A noite da véspera foi insone. Não conseguia pregar os olhos, aguardando o momento de apagar as cem velinhas, outro pedido imperioso. Levantou-se no meio da madrugada para certificar-se de que tudo estava nos conformes. Não acordou a cuidadora, nem o filho que dormia no quarto ao lado. Queria mesmo ir só, verificar cada detalhe da festa. Arrastando os chinelos chegou à cozinha escura. Ela estava lá. Certamente era ela. Capuz escuro, rosto baixo. É certo que a achou meio franzina, mas isso não tinha a menor importância naquele momento. Ela viera para a batalha final. Na penumbra da cozinha ela a olhou. Assustaram-se. O tão temido encontro finalmente estava ocorrendo. Dolores a olhou com firmeza. Não, definitivamente ela não a levaria agora, na véspera de seu centenário. Maldita! Sempre a perseguindo, como uma sombra, achincalhando seu corpo com tantas enfermidades, as quais resistira bravamente por quase cem anos. Era uma velha conhecida de batalhas, por isso se permitia a olhá-la assim de frente. Hoje não. Ia dizer agora o que estava guardado em sua garganta há tempos. A figura horrenda levantou-se. Realmente era franzina. Levou o dedo indicador à boca, ordenando silêncio. Tinha o olhar grave. Embora as sombras a cobrissem, não a achou tão feia. Na mão direita empunhava uma grande faca gasta e pontuda. A faca que cortaria o fio da vida. Tinha ouvido uma história assim quando criança. Ou seria uma foice? A idade levava as lembranças embora.
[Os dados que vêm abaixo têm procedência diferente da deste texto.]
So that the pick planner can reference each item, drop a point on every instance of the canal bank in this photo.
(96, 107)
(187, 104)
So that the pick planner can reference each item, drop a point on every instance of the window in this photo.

- Eu sei o que você veio buscar.

Dolores falou sussurrando para não despertar os outros. O que diriam se a pegassem conversando com a morte? Ela sim, ali, materializada na sua frente, capuz no rosto, faca na mão e lhe dando ordens.

- Sabe?

Incrédula, a morte falava também de modo quase inaudível.

- E digo mais, maldita: hoje não!

Procurou controlar sua voz para não gritar e expulsá-la dali como quem espanta as moscas do prato. Viu um sorriso sarcástico brotar nas feições dela.

- Ah, dona, não me diga o que fazer! Hoje quem manda aqui sou eu!

Dolores sentiu um frio percorrer sua espinha. Não é que a danada vinha realmente lhe buscar? Poderia ter morrido em qualquer dia, em qualquer ano. Ao nascer, com os ites de criança, com o tifo os sete anos, com as doenças da infância e adolescência, com os partos (e seria até como uma mártir dando a vida por seus filhos), mas ali, agora, na véspera dos seus cem anos, não. No entanto a morte ditava os comandos. Negociaria com ela.

- Volte amanhã. Amanhã à noite e aí você pode pegar o que veio buscar.

Achou chato usar para a própria morte a palavra matar.

- Nem amanhã, nem depois, dona. Eu quero agora.

As negociações não estavam dando certo. A morte permanecia irredutível, queria levá-la. Que tivesse dó dela, ora bolas! Um século lutando contra ela. Em outras ocasiões não acharia ruim. E em meio a tantos pensamentos sentiu a morte atrás de si. Em um pulo rápido a danada posicionara-se junto a ela, com a faca apontada para seu pescoço e a outra mão impedindo seus movimentos. Estava acuada.

- Agora, dona!

Dolores tentou com todas as suas forças desvencilhar-se da armadilha na qual caíra. Em vão. Sentiu os braços da morte a apertarem um abraço mais forte. Tentou gritar. Sentiu a lâmina fria e enferrujada da faca pontuda penetrar-lhe o pescoço num golpe certeiro. O sangue quente, em jorros, correu pelo seu corpo a levando sem vida para o chão frio da cozinha. Ela vencera. Dolores ainda olhou-a durante a queda. A maldita a olhava impassível.

O baque seco do corpo de Dolores no chão acordou a casa. As luzes se acenderam. Uma voz surgiu da janela.

- O que você fez, maluco???

O moleque de capuz e a faca, agora ensanguentada, nas mãos permaneciam imóveis olhando o corpo no chão.

- Cê é burro mesmo, cara! Matou a velha! Era só pegar a grana! Vaza daí!

O moleque partiu assustado pela janela estreita, levando a faca, o sangue e a vida de Dolores nas mãos.